To date, the common approach in metaproteomics has been data-dependent acquisition (DDA) mass spectrometry, which is, however, known to have limitations 4. For example, only the most intense peptide ions are selected for fragmentation, which leaves the rest of the peptides undetected. This is particularly important for metaproteomics, where the vast number of peptides increase the chance of co-elution and peptides are discarded by the instrument from subsequent analysis. The selection also introduces stochasticity to the identifications, reducing the overlap between repeated analyses. For this reason, DDA often requires multiple runs from the same sample to discover all obtainable peptides. Furthermore, the ion intensities are not consistently recorded through the whole chromatographic profile, making quantification challenging 5.
To overcome the limitations of DDA, data-independent acquisition (DIA) mass spectrometry produces records of all precursor and fragment ion spectra by systematically fragmenting all precursor peptide ions. Therefore, DIA has been proposed as an alternative method to overcome many fallbacks of DDA. However, the systematic fragmentation of the precursor peptide ions produces highly convoluted fragment spectra, making the peptide identification a difficult task. This is especially challenging for complex metaproteomic samples, where multiple precursor ions are more likely to elute simultaneously.

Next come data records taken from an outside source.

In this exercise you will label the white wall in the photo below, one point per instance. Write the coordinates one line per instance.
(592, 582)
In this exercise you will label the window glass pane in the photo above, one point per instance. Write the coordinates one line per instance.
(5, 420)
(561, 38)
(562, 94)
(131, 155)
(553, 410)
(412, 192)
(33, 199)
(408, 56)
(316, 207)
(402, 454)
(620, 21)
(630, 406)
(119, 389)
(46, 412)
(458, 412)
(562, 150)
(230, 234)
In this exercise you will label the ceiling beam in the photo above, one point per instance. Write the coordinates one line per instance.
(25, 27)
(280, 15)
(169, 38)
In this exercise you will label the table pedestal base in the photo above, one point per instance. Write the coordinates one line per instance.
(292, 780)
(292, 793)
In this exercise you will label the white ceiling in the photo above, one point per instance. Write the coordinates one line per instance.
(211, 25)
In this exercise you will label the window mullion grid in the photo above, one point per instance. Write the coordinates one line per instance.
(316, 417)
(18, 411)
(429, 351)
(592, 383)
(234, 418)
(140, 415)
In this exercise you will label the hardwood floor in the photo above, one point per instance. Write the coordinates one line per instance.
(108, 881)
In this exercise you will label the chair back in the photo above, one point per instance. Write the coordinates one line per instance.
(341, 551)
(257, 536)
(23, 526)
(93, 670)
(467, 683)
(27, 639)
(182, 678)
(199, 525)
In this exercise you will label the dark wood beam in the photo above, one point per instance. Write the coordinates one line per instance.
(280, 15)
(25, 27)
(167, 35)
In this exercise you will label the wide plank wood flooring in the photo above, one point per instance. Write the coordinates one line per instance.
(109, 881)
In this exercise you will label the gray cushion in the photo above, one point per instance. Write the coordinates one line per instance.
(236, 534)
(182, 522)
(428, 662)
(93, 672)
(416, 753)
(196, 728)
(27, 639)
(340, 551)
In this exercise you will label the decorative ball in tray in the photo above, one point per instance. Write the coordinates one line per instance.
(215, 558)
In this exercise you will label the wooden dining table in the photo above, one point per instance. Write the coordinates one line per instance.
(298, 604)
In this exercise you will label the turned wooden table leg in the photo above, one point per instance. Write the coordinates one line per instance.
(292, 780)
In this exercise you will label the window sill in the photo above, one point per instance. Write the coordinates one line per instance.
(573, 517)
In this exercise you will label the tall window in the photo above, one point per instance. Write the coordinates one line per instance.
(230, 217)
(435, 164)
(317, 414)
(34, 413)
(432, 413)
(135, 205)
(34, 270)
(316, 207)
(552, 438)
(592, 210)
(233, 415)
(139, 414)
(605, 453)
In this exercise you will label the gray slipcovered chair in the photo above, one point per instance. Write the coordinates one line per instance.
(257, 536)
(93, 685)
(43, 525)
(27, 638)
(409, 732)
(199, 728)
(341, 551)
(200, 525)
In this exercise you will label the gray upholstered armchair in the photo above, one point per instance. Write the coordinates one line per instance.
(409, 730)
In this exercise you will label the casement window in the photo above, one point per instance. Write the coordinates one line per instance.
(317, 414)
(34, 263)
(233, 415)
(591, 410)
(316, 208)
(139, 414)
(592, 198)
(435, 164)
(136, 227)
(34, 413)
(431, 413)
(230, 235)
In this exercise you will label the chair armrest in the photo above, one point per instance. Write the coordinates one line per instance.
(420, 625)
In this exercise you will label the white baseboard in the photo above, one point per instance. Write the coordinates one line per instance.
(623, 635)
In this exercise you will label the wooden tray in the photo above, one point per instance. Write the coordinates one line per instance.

Recently, we were the first to demonstrate that DIA mass spectrometry can be successfully applied to analyse complex metaproteomic samples by using a spectral library constructed from corresponding DDA data to assist the peptide identification 6.
While such DDA-assisted method requires that the peptides are previously discovered through DDA, it allows reproducible identification and quantification of the detected peptides across the samples 7. However, the requirement for having a DDA-based spectral library can be considered as a major drawback of the method. Creating the DDA-based spectral library consumes sample material, may not represent well the content of all samples and, most importantly, brings the DDA originated limitations of peptide identification to DIA, as only peptides present in the library can be detected from the DIA data.
Here we introduce, for the first time, untargeted analysis of DIA metaproteomics data without the need for corresponding DDA data. This is done by generating a pseudospectral library directly from the DIA data, following a similar strategy as previously introduced in single-species studies 8. The pseudospectra are generated by deconvoluting DIA spectra into DDA-like spectra, having precursors and their fragments, which can then be used for peptide identification with conventional protein database searches. Using laboratory-assembled microbial mixture and human fecal samples, we demonstrate that our DIA-only metaproteomic approach enables overcoming the limitations of the DDA-assisted approach and reduces the number of required mass spectrometry analyses to a single DIA analysis per sample. The new DIA-only metaproteomics approach is implemented as part of our open-source software package DIAtools 2.0, which is freely available from DockerHub.
Results
To demonstrate the feasibility and benefits of our new DIAtools 2.0 DIA-only metaproteomics approach, we applied it to a laboratory assembled microbial mixture containing twelve different bacterial strains (12mix) and to human fecal samples from six healthy donors (Supplementary Tables 1-2) and compared the performance against the previously introduced DDA-assisted method 6.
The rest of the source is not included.